As a convention, we will use:
A and B to refer to the original two tables to be matched,
C to refer to the candidate set table obtained from A and B after the blocking step,
S to refer to a sample taken from C, and
G to refer to a table that contains the tuple pairs in S and a golden label for each pair (indicating the pair as matches or non-matches).
Storing Tables Using Pandas Dataframes¶
We will need to store a lot of data as tables in py_entitymatching. We use pandas Dataframes to represent tables (you can read more about pandas and pandas Dataframes here).
Tuple: We often refer to a row of a table as tuple. Each tuple is just a row in a Dataframe and this is of type pandas Series (you can read more about pandas Series here).
Storing Metadata Using a Catalog¶
Bare Minimum that You Should Know: In py_entitymatching, we need to store a lot of metadata with a table such as key and foreign key. We use a new data structure, Catalog, to store metadata. You need not worry about instantiating this object (it gets automatically instantiated when py_entitymatching gets loaded in Python memory) or manipulating this object directly.
All the py_entitymatching commands correctly handle the metadata in the Catalog, and for you, there are commands to manipulate the Catalog (please see Handling Metadata section for the supported commands).
If You Want to Read More: As we mentioned earlier, we need to store a lot of metadata with a table. Here are a few examples:
Each table in py_entitymatching should have a key, so that we can easily identify the tuples. Keys are also critical later for debugging, provenance, etc. Key is a metadata that we want to store for a table.
The blocking step will create tuple pairs from two tables A and B. For example, suppose we have table A(aid, a, b) and table B(bid, x, y), then the tuple pairs can be stored in a candidate set table C(cid, aid, bid, a, b, x, y).
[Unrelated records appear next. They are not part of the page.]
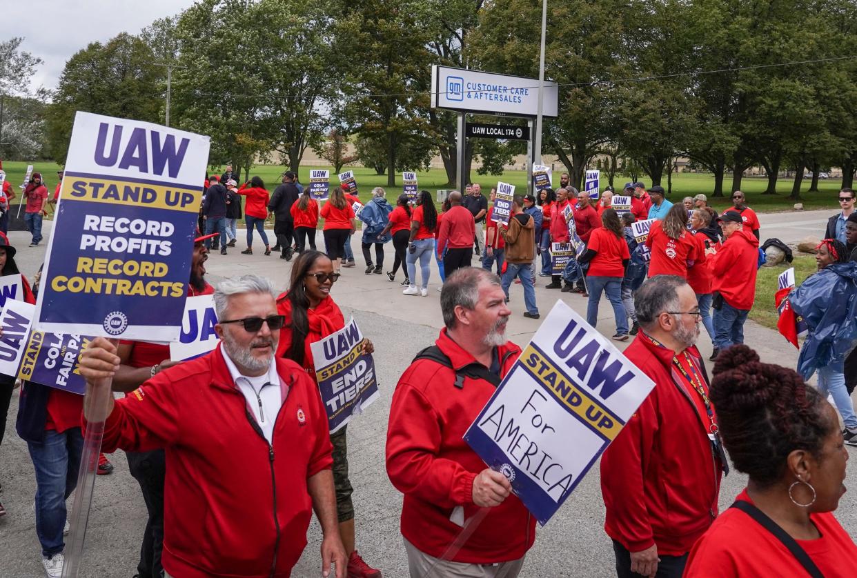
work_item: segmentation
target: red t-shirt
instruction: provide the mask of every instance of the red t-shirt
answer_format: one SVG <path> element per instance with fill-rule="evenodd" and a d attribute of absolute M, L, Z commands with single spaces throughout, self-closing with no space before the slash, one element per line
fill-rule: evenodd
<path fill-rule="evenodd" d="M 416 221 L 417 223 L 420 223 L 420 228 L 417 231 L 417 236 L 414 237 L 415 241 L 419 241 L 422 239 L 431 239 L 434 236 L 434 230 L 428 230 L 425 226 L 424 223 L 425 219 L 423 219 L 423 217 L 422 205 L 415 207 L 414 210 L 411 212 L 411 220 Z M 436 229 L 437 227 L 435 226 L 435 229 Z"/>
<path fill-rule="evenodd" d="M 752 501 L 744 490 L 739 500 Z M 818 539 L 795 540 L 826 578 L 854 575 L 857 545 L 833 515 L 810 514 Z M 685 578 L 718 576 L 806 576 L 797 558 L 782 543 L 744 512 L 729 508 L 693 545 Z"/>
<path fill-rule="evenodd" d="M 737 211 L 741 216 L 741 220 L 744 221 L 744 226 L 749 227 L 752 231 L 758 231 L 758 228 L 761 227 L 761 223 L 758 222 L 758 217 L 756 216 L 756 212 L 747 207 L 743 211 L 738 211 L 734 207 L 729 209 L 729 211 Z"/>
<path fill-rule="evenodd" d="M 631 259 L 628 244 L 613 231 L 599 227 L 592 231 L 586 248 L 596 252 L 590 261 L 589 275 L 592 277 L 624 277 L 622 260 Z"/>
<path fill-rule="evenodd" d="M 645 244 L 651 250 L 649 277 L 677 275 L 687 278 L 687 261 L 697 259 L 697 244 L 690 231 L 684 230 L 677 240 L 673 239 L 661 229 L 661 221 L 655 221 Z"/>
<path fill-rule="evenodd" d="M 338 209 L 329 200 L 321 207 L 321 217 L 324 218 L 324 230 L 329 229 L 351 229 L 354 209 L 346 203 L 345 209 Z"/>
<path fill-rule="evenodd" d="M 440 217 L 440 215 L 438 217 Z M 393 225 L 390 227 L 390 233 L 393 235 L 399 231 L 411 229 L 411 217 L 408 217 L 408 212 L 404 206 L 397 206 L 390 212 L 390 223 Z"/>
This table could be very big, taking up a lot of space in memory. To save space, we may want to just store C as C(cid, aid, bid) and then have pointers back to tables A and B. The two pointers back to A and B are metadata that we may want to store for table C. Specifically, the metadata for C include key (cid) and foreign keys (aid, bid) to the base tables (A, B).
There are many other examples of metadata that we may want to store for a table. Though pandas Dataframes is a good choice for storing data as tables, it does not provide a robust way to store metadata (for more discussion on this topic, please look at this thread). To tackle this, we have a new data structure, Catalog to store the metadata for tables.
Conceptually, Catalog is a dictionary, where the keys are unique identifiers for each Dataframe and the values are dictionaries containing metadata. This dictionary can have different kinds of keys that point to metadata. Examples of such keys are:
key: the name of the key attribute of the table.
ltable: pointer to the left table (see below).
rtable: pointer to the right table (see below).
The kind of metadata stored for a table would depend on the table itself. For example, the input tables must have a key and this can be the only metadata.
But, if we consider table C (which is obtained by performing blocking on input tables A and B), this table can be very large, so we typically represent it using a view over two tables A and B. Such a table C will have the following attributes:
_id (key attribute of table C).
ltable_aid (aid is the key attribute in table A).
rtable_bid (bid is the key attribute in table B).
some attributes from A and B.
The metadata dictionary for table C will have at least these fields:
key: _id.
ltable: points to table A.
rtable: points to table B.
fk_ltable: ltable_aid (that is, ltable.aid is a foreign key of table A).
fk_rtable: rtable_bid.
Summary¶
Tables in py_entitymatching are represented as pandas Dataframes.
The metadata for tables are stored in a separate data structure called Catalog.
The kind of metadata stored will depend on the table (for example input table will have key, and the table from blocking will have key, ltable, rtable, fk_table, fk_rtable).
So there are five reserved keywords for metadata: key, ltable, rtable, fk_ltable, fk_rtable. You should not use these names to store metadata for other application specific purposes.